Bu en önemli sorudur. Kendinizi zorlayıp zorlamayacağınıza karar verirken, önce kendinize bu şeyi - bir iş, yeni bir sınıf, biriyle öğle yemeği yemek - yapmak İSTEDİĞİNİZ için mi yoksa başka nedenlerle mi yapacağınızı sormalısınız. Kendime bu soruyu gün içinde belirli aralıklarla sorduktan sonra, zamanımın büyük bir kısmını e-postalara ve telefon görüşmelerine istemediğim için değil korktuğum için harcadığımı fark ettim. Dördüncü aşama insanı memnun eden biriydi, ona geri dönmediğim için kimsenin bana kızmasını istemiyordum ve daha da kötüsü, kimsenin beni sevmesini istemiyordum. Genç yaşta hiçbir köprüyü yakmamam ve her fırsatta ağ kurmam öğretilmişti - bu temasa ne zaman ihtiyaç duyacağınızı asla bilemezsiniz. Evet, bu bitkinliğe ve kronik hastalığa yol açar.

Şimdi, ona geri dönemediğim için birinin bana kızmasının sorun olmayacağına inanıyorum. Benden hoşlanmasa bile düzelecek. Kronik hastalıklarımdan bir an önce iyileşmek istiyorsam, kendime diğerlerinden daha nazik davranmalıyım. Bunu tam tersi yaparak çok uzun yıllar geçirdim.

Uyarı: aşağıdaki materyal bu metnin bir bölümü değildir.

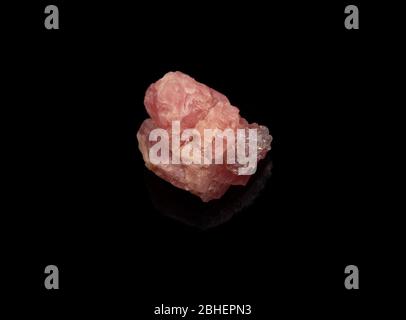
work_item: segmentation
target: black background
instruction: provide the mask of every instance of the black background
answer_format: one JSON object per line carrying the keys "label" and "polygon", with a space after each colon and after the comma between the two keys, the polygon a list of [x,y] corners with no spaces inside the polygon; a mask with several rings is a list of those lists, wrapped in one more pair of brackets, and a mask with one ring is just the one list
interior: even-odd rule
{"label": "black background", "polygon": [[[390,211],[385,108],[371,107],[391,63],[378,5],[53,3],[60,30],[43,26],[48,3],[24,6],[7,60],[17,296],[57,318],[147,319],[162,303],[252,304],[252,319],[371,306]],[[360,30],[344,28],[347,4]],[[137,149],[145,90],[175,70],[274,137],[266,189],[207,231],[154,208]],[[48,264],[58,291],[43,286]],[[349,264],[359,291],[344,288]]]}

Deneyimden üç ay sonra, kendimi zorlamama yönündeki hataların, kendimi zorlamaktan daha iyi sonuçlar verdiğini şimdiden söyleyebilirim. Bununla birlikte, yalnızca her kişi benzersiz olmakla kalmaz, her durum büyük ölçüde değişir. Bu yüzden araziyi kendiniz hissetmeli ve kendi tahmininizi yapmalısınız.

İyi şanslar ve sık sık Serenity Duasını söyleyin!

Yeni depresyon topluluğu ProjectBeyondBlue.com'a katılın.

İlk olarak Günlük Sağlıkta Sanity Break'te yayınlandı.